Günümüzde de benzer bir durumla karşı karşıyayız. Etrafımızı gereksiz eşyalarla dolduruyor, kullanmadığımız veya ihtiyaç duymadığımız şeyleri alıyoruz. Depolar, dolaplar, bodrumlar “belki bir gün lazım olur” düşüncesiyle dolduruluyor. Oysa belki bir gün lazım olabilecek şeyler, başkalarına her zaman lazım olabilir.
İnsanlar, mal biriktirerek ve onları sayarak dünyada ebedi kılacaklarını düşünürler. Ancak asıl önemli olan, mal varlığı değil, onları nasıl kullandığımızdır. Bir anlamda, sırtımızda taşıdığımız 100 kilo altınla açlıktan ölen kişinin durumuyla benzer bir haldedir bu.
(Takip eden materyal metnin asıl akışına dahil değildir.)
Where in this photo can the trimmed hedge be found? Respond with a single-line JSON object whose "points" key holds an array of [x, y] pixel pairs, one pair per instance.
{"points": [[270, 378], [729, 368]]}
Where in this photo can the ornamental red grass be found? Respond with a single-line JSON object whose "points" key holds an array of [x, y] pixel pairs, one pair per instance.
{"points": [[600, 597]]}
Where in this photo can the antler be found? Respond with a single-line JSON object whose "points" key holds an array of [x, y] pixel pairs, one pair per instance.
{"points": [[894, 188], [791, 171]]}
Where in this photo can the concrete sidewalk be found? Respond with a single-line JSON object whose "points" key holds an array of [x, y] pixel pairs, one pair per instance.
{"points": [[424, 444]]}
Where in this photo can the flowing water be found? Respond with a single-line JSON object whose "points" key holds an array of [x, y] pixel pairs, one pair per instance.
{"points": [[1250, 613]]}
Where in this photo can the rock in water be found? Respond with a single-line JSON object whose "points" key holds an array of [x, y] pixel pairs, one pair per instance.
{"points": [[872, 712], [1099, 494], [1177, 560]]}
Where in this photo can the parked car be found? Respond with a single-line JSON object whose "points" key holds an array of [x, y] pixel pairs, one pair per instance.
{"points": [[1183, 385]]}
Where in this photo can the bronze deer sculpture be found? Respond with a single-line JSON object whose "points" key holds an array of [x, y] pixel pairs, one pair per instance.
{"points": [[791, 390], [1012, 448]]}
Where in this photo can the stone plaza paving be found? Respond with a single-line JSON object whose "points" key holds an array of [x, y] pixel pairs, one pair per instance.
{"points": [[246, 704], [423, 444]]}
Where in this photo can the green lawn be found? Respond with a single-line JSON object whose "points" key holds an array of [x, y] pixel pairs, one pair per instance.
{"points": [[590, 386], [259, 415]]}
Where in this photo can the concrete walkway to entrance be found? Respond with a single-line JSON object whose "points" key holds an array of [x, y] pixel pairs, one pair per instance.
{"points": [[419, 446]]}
Diderot’un yaşadığı pişmanlığı biz de yaşamamak için, tüketim alışkanlıklarımızı gözden geçirmeliyiz. Sağlıklı bir yaşam için gereksiz tüketim alışkanlıklarından uzak durmalı ve sadece gerçekten ihtiyaç duyduğumuz şeyleri satın almalıyız.
Sonuç olarak, Diderot’un hikayesi bize tüketim çılgınlığına ve mal biriktirme tutkusuna karşı daha bilinçli olmamız gerektiğini hatırlatıyor. Hayatımızı gereksiz eşyalarla doldurmak yerine, daha anlamlı ve basit bir yaşam tarzı benimsemeliyiz. Bu sayede hem kendimize hem de çevremize daha fazla fayda sağlayabiliriz.